A Noise Downstairs(99)



Leonard relaxed his grip on Charlotte’s neck. She slid an inch back down to the floor, and as Leonard took his hands away she dropped to her hands and knees, hacking and coughing. As she struggled to get air back in her lungs, Gabriella walked in her direction, stopping in front of her.

Charlotte looked up, her neck already purplish with bruising from Leonard’s grasp.

“What have you done to Bill?” she asked hoarsely.

“Don’t worry about him,” Gabriella said. “Worry about you.”

“I . . . I know you.”

“I think we met at faculty events once or twice,” Kenneth Hoffman’s wife said. “I’m Gabriella. And you are Charlotte.” Her eyes shifted in the direction of Bill’s body. “I don’t know him. Who is he?”

“Bill,” Charlotte said, her voice shaking. “Bill Myers.”

“A West Haven professor? I don’t recognize him.”

“No. We sell real estate together.”

“It looks like you do more than that together,” Gabriella said. “This is my son, Leonard.”

Leonard nodded.

“Most people call me Len,” he said.

Charlotte, fully able to breathe again, asked, “Is . . . is Bill dead?”

“Yes,” Gabriella said. “Leonard snapped his neck.”

Charlotte slowly got to her feet, then took one step back from Gabriella. Leonard hovered to one side like a pet gorilla awaiting instructions.

“What do you want?” Charlotte asked. “Why are you here?”

Gabriella waved her hand toward the Underwood. “That.”

“The typewriter?”

“Yes.”

“What . . . what about it?”

“Your husband went to visit Kenneth in prison with some ridiculous story about those women, the ones my husband was convicted of killing, trying to talk to him through this machine.”
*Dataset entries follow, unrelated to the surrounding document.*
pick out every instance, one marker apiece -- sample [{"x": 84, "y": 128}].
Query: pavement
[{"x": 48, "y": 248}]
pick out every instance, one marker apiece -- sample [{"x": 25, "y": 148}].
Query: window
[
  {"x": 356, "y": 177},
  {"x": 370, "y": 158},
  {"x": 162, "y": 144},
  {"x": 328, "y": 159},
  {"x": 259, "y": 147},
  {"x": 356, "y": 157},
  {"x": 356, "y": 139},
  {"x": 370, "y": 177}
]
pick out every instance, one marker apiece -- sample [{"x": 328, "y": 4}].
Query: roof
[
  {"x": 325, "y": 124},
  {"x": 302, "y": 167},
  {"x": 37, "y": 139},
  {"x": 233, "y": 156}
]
“Yes,” Charlotte said, her voice little more than a whisper.

“Paul gave Kenneth quite a scare. Not because of those messages. Those were laughable.”

“I don’t understand.”

“What I needed to see—to get—was that.” Again, she indicated the Underwood. “But when we came before, it wasn’t here.”
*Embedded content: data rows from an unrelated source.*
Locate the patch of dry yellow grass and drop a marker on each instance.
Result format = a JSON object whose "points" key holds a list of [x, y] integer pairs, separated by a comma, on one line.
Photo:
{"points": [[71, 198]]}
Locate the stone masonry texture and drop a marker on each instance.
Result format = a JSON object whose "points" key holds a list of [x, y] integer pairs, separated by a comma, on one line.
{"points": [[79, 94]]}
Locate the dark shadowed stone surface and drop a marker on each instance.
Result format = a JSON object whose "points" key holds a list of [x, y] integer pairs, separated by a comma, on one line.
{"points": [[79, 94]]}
Charlotte’s eyes went wide. “You were here before?”

Gabriella smiled. “Your husband said the typewriter was in your car’s trunk, but I didn’t believe him. But I guess he wasn’t lying, because it wasn’t here. So we’ve come back. We were going to ask you for your car keys, but then we saw the typewriter sitting right here.”

“You saw . . . Paul?”

“Leonard and I just wanted to talk to him. About the typewriter, and the letters. We met him outside. He’d been out for an evening stroll.” Gabriella smiled. “Things didn’t quite go right. When he understood my concern, well, he became very agitated. And when Leonard here tried to calm him down, he ran off toward the beach.”

“Oh, my God,” Charlotte said. She looked at Gabriella’s lumbering son. “He didn’t kill himself. You killed him.”

Leonard’s look bordered on sorrowful. “I didn’t really mean to. I guess I held his head under the water a little too long.”

Gabriella sighed. “We took Paul’s keys and searched your house, but he wasn’t lying. The typewriter wasn’t here.”

“I still don’t . . . I don’t understand why . . .”

“As I said, those messages that the typewriter was supposedly spewing out were ridiculous. They gave Kenneth pause, for a moment, he was willing to admit that, but he figured it had to be some kind of joke. A trick. But,” Gabriella said slowly, “it is still possible— however remotely—that this is the real typewriter.”

“I don’t understand,” Charlotte whispered.

“Kenneth got in touch after Paul’s visit. Said I needed to act before Paul did something like ask the police to compare his notes to the ones Catherine and Jill wrote.”

She held some sheets of paper of her own. “So I just was doing a little comparing of my own.”

She waved one of them in front of Charlotte. “These are from some notes I made when I audited a West Haven philosophy class some years ago.” She smiled. “One of the perks of being married to a faculty member.” She looked off almost dreamily at a point in the distance. “I’ve always liked the feel of a real typewriter. So much more satisfying than a computer. Don’t you?”

Gabriella ended her reminiscing with a small shake of the head. She pointed to the Underwood. There was a piece of paper rolled into it, and a line of type.

“Remember ‘Now is the time for all good men to come to the aid of the party’?” Gabriella asked.

Charlotte shook her head.

“You’re too young,” Gabriella said. “That’s what they’d always have you write to test a typewriter. A nice, crisp sentence. That’s what I was doing. That’s the noise you heard. I was about to compare my class notes to what I just typed here, but that was when your Mr. Myers came down.”

Charlotte struggled to piece together what was happening, how whatever she had set in motion was now blowing up in her face. Her eyes kept being drawn to Bill’s lifeless body.